Nabais and her colleagues found that the crabs were mostly large adults which would yield about 200g of meat. By studying the patterns of damage on the shells and claws, they ruled out the involvement of other predators: there were no carnivore or rodent marks, and the patterns of breakage didn’t reflect predation by birds. Crabs are evasive, but Neanderthals could have harvested brown crabs of this size from low tide pools in the summer.

Accumulations of shellfish which are caused by hominins are identified by their association with stone tools and other hominin-made features like hearths, surface modifications like the burns found on approximately 8% of the crab shells, and evidence of intentional fractures; the fracture patterns on the crabs at Gruta de Figueira Brava suggested they’d been broken open for access to the meat. The expectation is also that larger individuals will be overrepresented, as at Gruta de Figueira Brava, reflecting hominins choosing animals which offer more meat.

Shellfish on the menu

The evidence indicated to Nabais and her colleagues that Neanderthals weren’t just harvesting the crabs, they were roasting them.
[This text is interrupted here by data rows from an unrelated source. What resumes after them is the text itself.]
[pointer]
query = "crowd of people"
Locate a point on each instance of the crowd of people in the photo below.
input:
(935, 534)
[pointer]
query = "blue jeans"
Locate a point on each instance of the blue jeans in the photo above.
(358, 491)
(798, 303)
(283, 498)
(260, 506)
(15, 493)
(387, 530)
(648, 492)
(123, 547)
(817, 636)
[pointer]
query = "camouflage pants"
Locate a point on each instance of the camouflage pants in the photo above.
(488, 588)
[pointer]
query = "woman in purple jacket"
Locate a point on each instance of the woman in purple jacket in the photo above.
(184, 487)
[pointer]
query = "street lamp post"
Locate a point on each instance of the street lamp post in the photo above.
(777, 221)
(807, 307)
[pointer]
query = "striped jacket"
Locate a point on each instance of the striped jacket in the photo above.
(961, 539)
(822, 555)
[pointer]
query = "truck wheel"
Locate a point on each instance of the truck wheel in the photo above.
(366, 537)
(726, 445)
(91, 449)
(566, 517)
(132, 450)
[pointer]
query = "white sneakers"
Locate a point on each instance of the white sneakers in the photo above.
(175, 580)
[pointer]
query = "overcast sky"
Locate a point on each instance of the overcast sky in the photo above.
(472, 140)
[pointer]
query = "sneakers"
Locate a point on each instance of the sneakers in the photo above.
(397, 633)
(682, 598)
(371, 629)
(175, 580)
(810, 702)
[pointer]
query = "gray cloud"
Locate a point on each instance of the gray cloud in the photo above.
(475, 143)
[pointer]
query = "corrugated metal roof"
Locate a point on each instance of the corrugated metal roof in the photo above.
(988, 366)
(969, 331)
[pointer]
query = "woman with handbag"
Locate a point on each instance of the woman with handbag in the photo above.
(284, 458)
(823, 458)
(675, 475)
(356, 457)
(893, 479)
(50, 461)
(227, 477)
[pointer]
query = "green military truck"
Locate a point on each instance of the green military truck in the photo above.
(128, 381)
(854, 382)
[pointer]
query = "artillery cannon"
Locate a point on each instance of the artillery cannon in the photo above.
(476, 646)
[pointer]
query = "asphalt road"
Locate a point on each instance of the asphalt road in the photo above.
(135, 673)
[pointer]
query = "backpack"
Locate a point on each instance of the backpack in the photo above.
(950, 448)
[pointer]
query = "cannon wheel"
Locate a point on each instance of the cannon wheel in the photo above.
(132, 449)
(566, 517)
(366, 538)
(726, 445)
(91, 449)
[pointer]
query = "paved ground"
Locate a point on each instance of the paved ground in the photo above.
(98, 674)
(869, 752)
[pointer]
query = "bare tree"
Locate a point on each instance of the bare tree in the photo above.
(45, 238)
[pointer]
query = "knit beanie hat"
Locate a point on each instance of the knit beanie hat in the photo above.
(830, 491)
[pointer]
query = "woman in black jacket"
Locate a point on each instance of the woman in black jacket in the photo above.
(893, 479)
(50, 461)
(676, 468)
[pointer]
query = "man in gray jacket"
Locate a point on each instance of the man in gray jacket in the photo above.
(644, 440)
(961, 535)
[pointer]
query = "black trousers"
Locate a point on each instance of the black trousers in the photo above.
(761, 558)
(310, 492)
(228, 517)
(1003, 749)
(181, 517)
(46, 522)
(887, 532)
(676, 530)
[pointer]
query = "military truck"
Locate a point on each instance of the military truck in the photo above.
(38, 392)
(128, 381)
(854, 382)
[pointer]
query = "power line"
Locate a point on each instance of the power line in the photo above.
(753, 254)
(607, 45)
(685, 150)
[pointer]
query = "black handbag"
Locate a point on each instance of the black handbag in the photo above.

The black burns on the shells, compared to studies of other mollusks heated at specific temperatures, showed that the crabs were heated at about 300-500 degrees Celsius, typical for cooking.

“Our results add an extra nail to the coffin of the obsolete notion that Neanderthals were primitive cave dwellers who could barely scrape a living off scavenged big-game carcasses,” said Nabais. “Together with the associated evidence for the large-scale consumption of limpets, mussels, clams, and a range of fish, our data falsify the notion that marine foods played a major role in the emergence of putatively superior cognitive abilities among early modern human populations of sub-Saharan Africa.”

The authors cautioned that it was impossible to know why Neanderthals chose to harvest crabs or whether they attached any significance to consuming crabs, but whatever their reasons eating the crabs would have offered meaningful nutritional benefits.

“The notion of the Neanderthals as top-level carnivores living off large herbivores of the steppe-tundra is extremely biased,” said Nabais. “Such views may well apply to some extent to the Neanderthal populations of Ice Age Europe’s periglacial belt, but not to those living in the southern peninsulas — and these southern peninsulas are where most of the continent’s humans lived all through the Paleolithic, before, during and after the Neanderthals.”